На другой день я, зная, что с губернатором на словах и говорить было нечего, решился написать к нему рапорт... Все еще, видно, я молод тогда был и не совсем хорошо ведал тех людей, посреди которых жил и действовал, и только уже теперь, отдалившись от них на целый почти десяток лет, я вижу их перед собою как бы живыми, во всем их страшном и безобразном значении... Я писал, что дело Ферапонтова нельзя производить таким казенным, полицейским образом, что он не вор и, видимо, что тут замешана или сильная страсть с его стороны, или вопиющий обман со стороны лиц, с ним участвующих. То и другое вызывает на милосердие к нему. Что можно, наконец, написать к графу Араксину, который, если только он хотя сколько-нибудь великодушный человек, не станет, вероятно, искать своих денег. Тут, однако, меня прервали и сказали, что ко мне жандарм пришел. Я велел его позвать к себе. Это был опять уже не вчерашний, а какой-то третьего сорта солдат, и совсем уж, кажется, дурак.
- Бумагу, ваше благородие, подписывать подьте в острог! - приказал он мне.
- Какую бумагу?
- Не могу знать, ваше благородие.
- Да кто тебя послал сюда?
- Из острога, ваше благородие, господин полицмейстер послал.
- Что же, сам он там?
- Тамо-тко, ваше благородие. Сейчас пригнал туда.
- Верно, там что-нибудь случилось?
- Не могу знать, ваше благородие.
Я только махнул рукой и поспешил поехать. Тяжелое предчувствие сдавило мне сердце.
Приехавши в острог, я прямо через караульную прошел в дворянское отделение. Там перед одной из камор, у отворенных дверей, стояла целая толпа арестантов и с любопытством глазела туда. Пробравшись через них, я первое что увидел - это на самой почти середине довольно темноватой комнаты, на толстом крюке, висевшего Иосафа, с почернелым и несколько опущенным вниз лицом, с открытым ртом, с стиснутыми зубами, с судорожно скорченными руками и с искривленными как бы тоже в судорогах ногами.
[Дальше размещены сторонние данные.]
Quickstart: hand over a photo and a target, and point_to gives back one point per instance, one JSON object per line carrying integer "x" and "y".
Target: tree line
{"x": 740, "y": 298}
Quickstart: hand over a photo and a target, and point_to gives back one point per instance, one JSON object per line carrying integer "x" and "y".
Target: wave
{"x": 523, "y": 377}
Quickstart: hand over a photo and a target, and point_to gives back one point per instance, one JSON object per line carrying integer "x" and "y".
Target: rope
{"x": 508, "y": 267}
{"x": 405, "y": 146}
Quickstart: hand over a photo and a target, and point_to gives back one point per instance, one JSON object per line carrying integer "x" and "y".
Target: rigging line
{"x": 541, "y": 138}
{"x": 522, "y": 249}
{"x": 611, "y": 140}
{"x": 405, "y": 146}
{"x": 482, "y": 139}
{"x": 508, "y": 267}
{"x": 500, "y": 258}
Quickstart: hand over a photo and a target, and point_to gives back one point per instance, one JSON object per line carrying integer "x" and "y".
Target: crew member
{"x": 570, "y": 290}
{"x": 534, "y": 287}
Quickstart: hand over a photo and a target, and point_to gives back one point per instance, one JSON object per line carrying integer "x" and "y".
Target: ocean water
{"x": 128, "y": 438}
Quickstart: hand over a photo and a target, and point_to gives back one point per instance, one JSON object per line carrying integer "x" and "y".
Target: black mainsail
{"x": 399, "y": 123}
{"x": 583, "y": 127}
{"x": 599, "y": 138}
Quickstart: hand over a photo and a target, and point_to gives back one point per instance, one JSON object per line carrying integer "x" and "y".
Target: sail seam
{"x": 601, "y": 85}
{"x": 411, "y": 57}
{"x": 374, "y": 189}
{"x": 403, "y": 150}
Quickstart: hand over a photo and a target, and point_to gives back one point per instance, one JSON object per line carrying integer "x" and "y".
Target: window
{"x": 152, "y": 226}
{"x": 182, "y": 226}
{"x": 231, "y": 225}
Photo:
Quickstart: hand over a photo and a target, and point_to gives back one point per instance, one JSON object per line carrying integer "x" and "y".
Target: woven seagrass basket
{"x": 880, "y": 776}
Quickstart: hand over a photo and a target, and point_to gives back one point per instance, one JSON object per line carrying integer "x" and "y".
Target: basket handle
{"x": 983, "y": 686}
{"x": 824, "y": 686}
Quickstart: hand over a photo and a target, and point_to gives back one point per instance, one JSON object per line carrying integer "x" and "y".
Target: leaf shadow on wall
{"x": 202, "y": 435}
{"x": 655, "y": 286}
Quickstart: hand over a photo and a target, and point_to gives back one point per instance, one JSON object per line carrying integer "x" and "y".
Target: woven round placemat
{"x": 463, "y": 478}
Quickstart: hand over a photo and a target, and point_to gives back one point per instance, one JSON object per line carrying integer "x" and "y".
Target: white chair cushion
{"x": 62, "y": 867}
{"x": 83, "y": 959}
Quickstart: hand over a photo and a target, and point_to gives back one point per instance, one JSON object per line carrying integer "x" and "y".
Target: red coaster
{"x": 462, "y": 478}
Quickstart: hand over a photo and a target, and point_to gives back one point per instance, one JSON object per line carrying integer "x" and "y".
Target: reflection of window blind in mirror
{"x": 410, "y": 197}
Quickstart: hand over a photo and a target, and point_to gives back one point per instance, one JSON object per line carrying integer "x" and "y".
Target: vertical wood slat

Повесился он на трех-четырех покромках простыни, из которых он свил веревку.
На столе перед свечкой сидел в шинели и с своей ужасной физиономией полицмейстер и писал.
- Удавился! - сказал он мне совершенно спокойным тоном, показывая глазами на труп.
- Это вы его довели, - сказал я.
- Будто! - произнес обычную свою фразу полицмейстер. - Он сам пишет другое, - прибавил он и подал мне составленный им протокол, в котором, между прочим, я увидел белый лист бумаги, на которой четкой рукой Иосафа было написано: "Кладу сам на себя руки, не столько ради страха суда гражданского, сколько ради обманутой моей любви. Передайте ей о том".
- Снять покойника и стащить его в сторожку! Там потрошить-то будут! распорядился полицмейстер.
Вошли служители с лестницей, из которых один придержал ее на себе, а другой влез на нее и без всякой осторожности перерезал ножом полотняную веревку. Труп с шумом грохнулся на землю. Солдат, державший лестницу, едва выскочил из-под него. Я поспешил уйти. Полицмейстер тоже вскоре появился за мной.
- Дело наше, значит, кончено, - сказал он.
- А как же Бжестовские? - спросил я.
У полицмейстера совсем уж скосились глаза.
- Они еще вчера уехали. Сам губернатор отпустил их! - отвечал он.
- Как отпустил?
- Так. Часа четыре она была у него на допросе. Видно, во всем оправдалась! - отвечал полицмейстер, улыбаясь перекошенным ртом.
Приехавши домой, я действительно нашел губернаторское предписание, которым мне давалось знать, что дело Ферапонтова, за смертию самого преступника, кончено, а потому я могу обратиться к другим занятиям.
Мне, признаться, сделалось не на шутку страшно даже за самого себя... Жить в таком обществе, где Ферапонтовы являются преступниками, Бжестовские людьми правыми и судьи вроде полицмейстера, чтобы жить в этом обществе, как хотите, надобно иметь большой запас храбрости!